2026年度から、太陽光導入目標の策定が義務に
経済産業省は、エネルギー消費量の多い工場や店舗などを対象に、屋根置きの太陽光パネル導入目標の策定を2026年度から義務化する方針を打ち出しました。
対象となるのは、年間1500キロリットル(原油換算)以上のエネルギーを使用する約1万2000の事業者で、小売店、倉庫、工場、さらには自治体の庁舎なども含まれます。
これにより、従来メガソーラーが担っていた太陽光導入の役割を、建物の屋根へと移し、エネルギー政策の新たな柱として位置づけていく狙いがあります。
薄型・軽量の「ペロブスカイト太陽電池」に注目
特に、工場や倉庫の屋根などには、軽くて柔軟性のある「ペロブスカイト太陽電池」の活用が期待されています。
この新しい太陽電池は、従来のシリコン型と比べて設置の自由度が高く、建物への負担も少ないのが特長です。
日本では積水化学工業などが技術面で優位に立っており、主要な原材料を国内で調達可能なため、エネルギー安全保障の観点からも有望な技術とされています。
2027年度からは面積・実績の報告義務も
新制度では、義務化は2段階で進められます。
まず、2026年度からは各企業が設置目標を策定し、少なくとも5年に一度の更新を行うことが義務化されます。
次に2027年度からは、各施設ごとに設置可能面積や導入実績などの報告も毎年必要になります。出力予定や進捗状況なども把握され、もし虚偽報告があった場合には最大50万円の罰金が科されることになります。
なぜ今、屋根上太陽光なのか?
背景には、日本の太陽光発電における「土地不足」という現実的な課題があります。
メガソーラーのような大規模設備はすでに適地が少なくなってきており、今後は建物の屋根を最大限活用していく必要があります。
日本エネルギー経済研究所の試算によると、国内の工場や倉庫、商業施設などの屋根に設置可能な太陽光発電量は、原子力発電所2~6基分に相当する16~48テラワット時とされています。これは日本の総発電量の2~5%に相当する規模です。
民間部門への“てこ入れ”で再エネ比率を加速
これまで太陽光パネルの導入は、住宅や公共施設で先行していました。
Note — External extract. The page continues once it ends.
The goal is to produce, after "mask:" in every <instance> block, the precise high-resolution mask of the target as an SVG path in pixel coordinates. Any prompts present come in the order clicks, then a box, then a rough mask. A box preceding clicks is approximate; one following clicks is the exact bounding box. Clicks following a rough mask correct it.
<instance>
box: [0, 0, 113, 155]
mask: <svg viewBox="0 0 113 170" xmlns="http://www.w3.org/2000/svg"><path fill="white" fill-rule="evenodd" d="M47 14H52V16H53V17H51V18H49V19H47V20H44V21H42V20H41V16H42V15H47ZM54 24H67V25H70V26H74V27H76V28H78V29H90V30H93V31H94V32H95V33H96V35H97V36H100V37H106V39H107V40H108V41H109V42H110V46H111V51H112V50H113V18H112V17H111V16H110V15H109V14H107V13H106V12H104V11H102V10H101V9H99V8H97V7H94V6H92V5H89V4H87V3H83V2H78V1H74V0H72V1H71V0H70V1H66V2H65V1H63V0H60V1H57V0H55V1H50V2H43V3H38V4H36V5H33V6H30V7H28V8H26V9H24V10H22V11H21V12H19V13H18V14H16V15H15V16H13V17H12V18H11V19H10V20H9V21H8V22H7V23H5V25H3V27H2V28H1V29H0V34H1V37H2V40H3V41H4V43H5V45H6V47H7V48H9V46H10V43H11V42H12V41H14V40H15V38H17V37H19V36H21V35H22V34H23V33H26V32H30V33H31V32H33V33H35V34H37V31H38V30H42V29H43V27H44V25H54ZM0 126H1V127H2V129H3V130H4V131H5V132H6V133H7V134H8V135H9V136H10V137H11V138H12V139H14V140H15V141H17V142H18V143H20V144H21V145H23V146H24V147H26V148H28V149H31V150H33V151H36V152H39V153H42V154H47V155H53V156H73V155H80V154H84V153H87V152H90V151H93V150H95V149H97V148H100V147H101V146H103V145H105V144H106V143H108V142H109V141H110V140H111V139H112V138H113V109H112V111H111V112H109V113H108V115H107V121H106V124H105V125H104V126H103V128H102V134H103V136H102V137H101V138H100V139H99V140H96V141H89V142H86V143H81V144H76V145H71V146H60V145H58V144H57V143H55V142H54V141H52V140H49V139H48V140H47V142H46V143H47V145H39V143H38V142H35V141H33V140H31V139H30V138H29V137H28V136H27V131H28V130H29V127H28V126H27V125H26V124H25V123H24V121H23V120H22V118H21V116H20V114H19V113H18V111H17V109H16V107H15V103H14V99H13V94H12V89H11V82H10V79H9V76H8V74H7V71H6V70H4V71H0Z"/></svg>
一方で、企業による導入は遅れを取っており、今回の制度改正はその流れを大きく変えることが期待されています。
政府は2024年に改定されたエネルギー基本計画において、2040年までに電源に占める太陽光発電の割合を23~29%まで高めるという目標を掲げています。これは現在の9.8%から大幅な増加を目指すものであり、企業部門の取り組み強化は避けて通れません。
まとめ:太陽光は「義務」から「チャンス」へ
義務化というと重たい印象がありますが、太陽光発電の導入はコスト削減、BCP対策、そして企業イメージの向上にもつながるチャンスです。
加えて、軽量なペロブスカイト太陽電池の登場や補助金制度の充実など、導入ハードルは確実に下がっています。
今後、企業にとって太陽光は「やるべきもの」ではなく、「やった方が得をする」存在として再評価されていくでしょう。